The correlated intervention data informs users about how the things that they can control—such as medications and procedures—might impact outcome. By brushing a red path, users can see what medications were especially common for the poorly performing patients. These may be things to consider avoiding. Similarly, the list of excessively rare interventions might be things to consider adding to a patient’s treatment regimen in an attempt to deflect them to a better path.
At times (especially for larger cohorts) the list of correlated medications could grow long, making it harder for users to scan. To help ease this task, the sidebar shows interventions sorted alphabetically (to allow a clinician to look for a specific item) instead of by rank. A histogram conveys rank information and enables quick identification of the strongest correlations.
The notion of changing a patient’s trajectory was the primary concept discussed by the doctor participating our in-depth review. He pointed out that patients often respond as expected to various interventions. However, sometimes there are patients that are “circling the drain”, meaning they enter a downward spiral despite a clinician’s best intentions. In these cases, he believed that clinicians will invest the time to research options for interventions using a system like ours which can highlight what has worked in the past for similar cases.
Requested Enhancements
Despite the overall receptive response to our system, some requests were made for enhancements that would make the tool even more powerful. Perhaps most critical, users pointed to the complexity. “You might get some push back at first because it is different, but once you get the hang of it there is a lot of information.” Reducing the complexity of the interface is important, and while the system does provide some simplification controls more work is required. However, as our user suggested, we believe that a significant part of this reaction is due to unfamiliarity.
Users also asked for the ability to increase customization of the analysis to meet specific clinical needs.
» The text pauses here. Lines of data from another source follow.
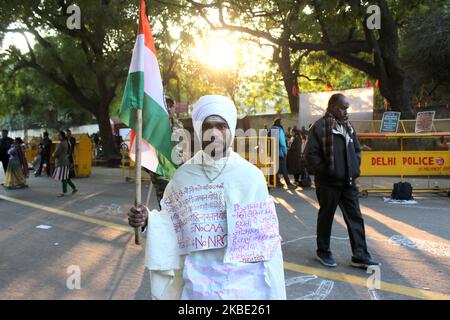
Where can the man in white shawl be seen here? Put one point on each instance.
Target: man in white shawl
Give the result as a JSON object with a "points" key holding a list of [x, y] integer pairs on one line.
{"points": [[217, 235]]}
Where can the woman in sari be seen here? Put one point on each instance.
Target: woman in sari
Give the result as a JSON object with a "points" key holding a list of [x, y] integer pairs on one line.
{"points": [[15, 174]]}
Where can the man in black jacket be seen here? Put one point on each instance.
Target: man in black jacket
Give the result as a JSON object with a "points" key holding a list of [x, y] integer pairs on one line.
{"points": [[45, 148], [5, 143], [333, 154]]}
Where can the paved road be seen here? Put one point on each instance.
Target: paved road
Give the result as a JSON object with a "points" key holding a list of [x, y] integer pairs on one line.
{"points": [[89, 231]]}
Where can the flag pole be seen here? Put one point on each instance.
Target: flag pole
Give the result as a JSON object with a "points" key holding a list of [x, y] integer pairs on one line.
{"points": [[137, 167]]}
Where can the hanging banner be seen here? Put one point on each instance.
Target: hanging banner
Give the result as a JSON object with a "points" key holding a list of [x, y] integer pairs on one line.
{"points": [[390, 121], [407, 163], [424, 121]]}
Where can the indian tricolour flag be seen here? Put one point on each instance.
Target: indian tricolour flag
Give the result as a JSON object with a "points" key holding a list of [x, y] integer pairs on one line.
{"points": [[144, 90]]}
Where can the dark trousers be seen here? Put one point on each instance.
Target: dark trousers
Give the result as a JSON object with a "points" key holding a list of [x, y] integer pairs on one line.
{"points": [[5, 163], [68, 182], [329, 198], [46, 160]]}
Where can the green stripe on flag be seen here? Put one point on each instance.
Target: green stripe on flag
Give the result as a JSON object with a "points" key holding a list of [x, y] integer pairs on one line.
{"points": [[156, 128]]}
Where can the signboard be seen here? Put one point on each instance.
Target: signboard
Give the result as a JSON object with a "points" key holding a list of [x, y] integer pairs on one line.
{"points": [[390, 121], [407, 163], [312, 106], [199, 216], [424, 121], [253, 230]]}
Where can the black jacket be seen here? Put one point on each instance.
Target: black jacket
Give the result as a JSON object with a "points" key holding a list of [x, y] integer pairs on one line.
{"points": [[347, 160], [294, 157], [5, 144]]}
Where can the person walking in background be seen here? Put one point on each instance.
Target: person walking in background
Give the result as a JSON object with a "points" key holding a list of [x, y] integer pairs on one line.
{"points": [[62, 164], [278, 128], [72, 143], [333, 154], [442, 145], [5, 143], [15, 177], [45, 147], [294, 157]]}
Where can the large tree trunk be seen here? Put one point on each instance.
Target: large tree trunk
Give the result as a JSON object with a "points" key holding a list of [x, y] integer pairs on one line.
{"points": [[283, 59], [398, 92], [395, 85], [110, 152]]}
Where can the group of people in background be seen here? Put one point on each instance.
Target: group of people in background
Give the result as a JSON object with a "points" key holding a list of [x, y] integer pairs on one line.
{"points": [[291, 155], [15, 164]]}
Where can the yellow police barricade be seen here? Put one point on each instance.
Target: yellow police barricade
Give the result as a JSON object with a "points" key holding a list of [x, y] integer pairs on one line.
{"points": [[405, 154], [32, 149], [83, 155], [257, 150]]}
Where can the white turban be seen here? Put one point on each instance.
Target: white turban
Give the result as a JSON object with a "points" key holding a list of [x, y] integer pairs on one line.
{"points": [[214, 105]]}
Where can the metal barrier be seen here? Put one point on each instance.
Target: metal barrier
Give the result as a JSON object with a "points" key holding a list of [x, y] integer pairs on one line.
{"points": [[260, 154], [261, 157], [418, 158], [82, 153]]}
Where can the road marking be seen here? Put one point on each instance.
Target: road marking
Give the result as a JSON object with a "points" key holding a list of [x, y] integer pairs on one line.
{"points": [[321, 293], [435, 248], [302, 280], [68, 214], [373, 294], [385, 286], [360, 281]]}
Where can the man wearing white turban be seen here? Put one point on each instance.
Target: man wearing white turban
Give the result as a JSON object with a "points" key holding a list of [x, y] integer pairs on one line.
{"points": [[217, 234]]}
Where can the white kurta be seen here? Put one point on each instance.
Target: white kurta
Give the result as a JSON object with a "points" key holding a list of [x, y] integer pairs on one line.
{"points": [[204, 274]]}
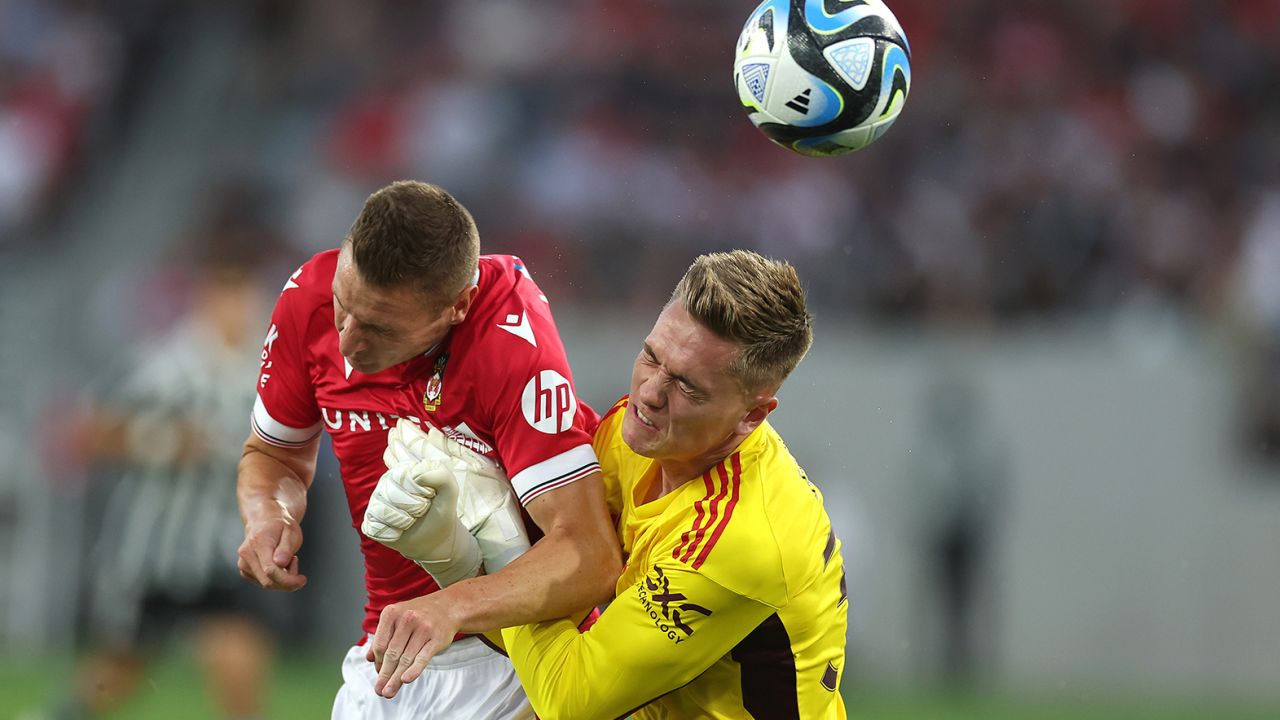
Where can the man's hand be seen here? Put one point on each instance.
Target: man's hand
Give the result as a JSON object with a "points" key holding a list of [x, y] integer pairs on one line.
{"points": [[408, 636], [487, 506], [269, 554], [414, 511]]}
For example, users suggested the ability to filter the set of patients returned by the similar patient query patient cohort. Our system does not yet support this capability, but it is an interesting topic for future work. Clinicians also suggested expansion of the patient events used in the analysis. This is possible through either (1) the development of new text annotators to extract more information from clinical notes, or (2) the inclusion of event data from structured medical records. However, incorporating additional event types leads directly to more variation–and therefore complexity–in the resulting pathways. This trade-off must be managed to ensure that key clinical features are included without making the pathway structure too complex to interpret.
5. Conclusion
We introduced an interactive environment for intervention analysis and a prototype system applied to a population of CHF patients. The system extracts Framingham criteria from unstructured clinical notes and correlates them with structured intervention data. The data is visualized using an extended version of Outflow, a temporal pathway visualization technique. New Outflow features include support for multiple outcome measures and the addition of correlated intervention statistics. While early clinician feedback shows the potential impact of our approach, much remains for future work. This includes a pilot deployment with a larger group of clinicians and a more formal evaluation. We also plan to apply our approach to other diseases where extensions to our prototype—such as new text annotators—will likely be required.